Happy birthday, ERISA!

Happy birthday, ERISA!

09/02/08

By Rebecca Davis

Happy 34th Birthday, ERISA!

Today marks the 34th anniversary of the date that the Employee Retirement Income Security Act of 1974, known to those in the field of pensions as ERISA, was signed into law. In a tribute to the workers who would be helped by the new law, that day, September 2, 1974, fell on Labor Day.

ERISA’s enactment was brought about in part by the devastating “Studebaker” incident, which left thousands of employees without the pensions they had been promised. When Studebaker, at the time one of the nation’s largest car manufacturers, closed its Indiana plant in 1963, it left an underfunded pension behind and some workers ended up receiving as little as 15 percent of the pension they had been promised.
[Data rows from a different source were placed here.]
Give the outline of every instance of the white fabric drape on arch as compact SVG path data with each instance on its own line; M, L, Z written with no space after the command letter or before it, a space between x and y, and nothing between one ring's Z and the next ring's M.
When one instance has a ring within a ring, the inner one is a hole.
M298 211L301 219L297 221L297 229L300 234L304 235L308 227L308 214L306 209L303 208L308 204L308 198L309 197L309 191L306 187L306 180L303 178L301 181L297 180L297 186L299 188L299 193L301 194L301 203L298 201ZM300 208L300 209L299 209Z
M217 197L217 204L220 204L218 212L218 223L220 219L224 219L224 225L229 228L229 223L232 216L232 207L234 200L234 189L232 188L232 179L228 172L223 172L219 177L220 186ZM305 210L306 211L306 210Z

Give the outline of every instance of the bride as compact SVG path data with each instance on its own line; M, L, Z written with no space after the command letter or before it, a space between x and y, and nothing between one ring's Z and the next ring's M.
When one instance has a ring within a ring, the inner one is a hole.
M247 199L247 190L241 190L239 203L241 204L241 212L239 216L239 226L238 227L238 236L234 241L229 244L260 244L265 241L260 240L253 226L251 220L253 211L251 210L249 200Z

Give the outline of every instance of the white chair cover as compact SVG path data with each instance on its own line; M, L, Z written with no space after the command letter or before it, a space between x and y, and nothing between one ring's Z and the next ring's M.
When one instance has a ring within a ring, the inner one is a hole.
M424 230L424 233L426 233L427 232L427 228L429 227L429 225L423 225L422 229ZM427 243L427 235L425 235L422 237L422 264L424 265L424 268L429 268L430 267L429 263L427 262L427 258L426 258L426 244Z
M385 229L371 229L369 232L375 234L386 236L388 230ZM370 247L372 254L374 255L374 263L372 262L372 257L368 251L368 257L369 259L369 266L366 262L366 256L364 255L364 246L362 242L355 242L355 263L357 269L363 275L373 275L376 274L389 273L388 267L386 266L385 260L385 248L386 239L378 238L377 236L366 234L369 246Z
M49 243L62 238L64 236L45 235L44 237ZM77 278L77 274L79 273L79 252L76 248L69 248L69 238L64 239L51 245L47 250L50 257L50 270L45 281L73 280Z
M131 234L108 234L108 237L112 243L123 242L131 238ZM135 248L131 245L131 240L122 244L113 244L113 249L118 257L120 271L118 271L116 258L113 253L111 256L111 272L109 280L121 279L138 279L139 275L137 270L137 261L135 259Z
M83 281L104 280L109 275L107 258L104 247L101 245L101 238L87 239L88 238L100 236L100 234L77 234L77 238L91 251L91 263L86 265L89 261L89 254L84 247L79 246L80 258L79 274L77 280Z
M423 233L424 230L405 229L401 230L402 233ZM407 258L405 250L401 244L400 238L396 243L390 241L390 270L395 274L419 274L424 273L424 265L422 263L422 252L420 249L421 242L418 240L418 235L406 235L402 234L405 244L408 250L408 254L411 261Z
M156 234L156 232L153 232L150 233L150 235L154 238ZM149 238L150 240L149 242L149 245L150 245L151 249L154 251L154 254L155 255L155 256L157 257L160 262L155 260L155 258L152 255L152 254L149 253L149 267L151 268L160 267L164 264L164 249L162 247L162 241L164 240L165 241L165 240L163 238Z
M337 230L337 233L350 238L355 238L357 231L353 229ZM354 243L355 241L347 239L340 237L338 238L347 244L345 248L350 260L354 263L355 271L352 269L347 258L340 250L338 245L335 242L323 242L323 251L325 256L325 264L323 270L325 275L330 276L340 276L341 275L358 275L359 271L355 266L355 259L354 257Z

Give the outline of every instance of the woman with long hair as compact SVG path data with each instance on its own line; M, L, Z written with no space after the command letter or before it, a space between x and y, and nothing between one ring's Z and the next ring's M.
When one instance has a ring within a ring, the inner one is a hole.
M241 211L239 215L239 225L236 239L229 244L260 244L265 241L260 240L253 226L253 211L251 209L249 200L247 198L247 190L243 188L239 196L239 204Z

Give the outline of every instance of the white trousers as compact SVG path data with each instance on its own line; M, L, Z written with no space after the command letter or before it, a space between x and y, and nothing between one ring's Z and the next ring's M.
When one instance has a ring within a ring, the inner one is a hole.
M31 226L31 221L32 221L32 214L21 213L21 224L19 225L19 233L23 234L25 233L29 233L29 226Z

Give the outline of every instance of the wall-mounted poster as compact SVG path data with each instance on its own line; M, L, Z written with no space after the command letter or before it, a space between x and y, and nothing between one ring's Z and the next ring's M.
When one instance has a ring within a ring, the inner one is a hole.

When he signed ERISA into law, President Gerald Ford said that with ERISA, “the men and women of our labor force will have much more clearly defined rights to pension funds and greater assurances that retirement dollars will be there when they are needed.”

Indeed ERISA has achieved many improved protections for workers. Before ERISA, companies could require employees to stay with the company for 25 or more years to earn the right to a pension benefit. With ERISA that requirement shrank to 10 years. When a company like Studebaker failed prior to ERISA’s enactment, pensions of thousands of workers were lost because there was no federal pension insurance program to protect their hard-earned benefits.

Pensions were important in 1974 for the same reasons they are important today. Along the way improvements have been made, including some that allow workers to earn pensions after 5 or fewer years, protect women, and tell employees about the benefits they have earned.

But there is still a great deal of work to be done. Too many employers offer no retirement plan coverage to their employees. Workers with plans often encounter obstacles in enforcing their retirement rights, more protections are needed for women, and people are not informed about the fees they pay for their retirement savings accounts. To make matters worse, a growing number of companies are freezing their pension plans and breaking promises to their employees.

Happy Birthday, ERISA. You’ve done a lot to protect the retirement security of American workers, but there is still important work to do.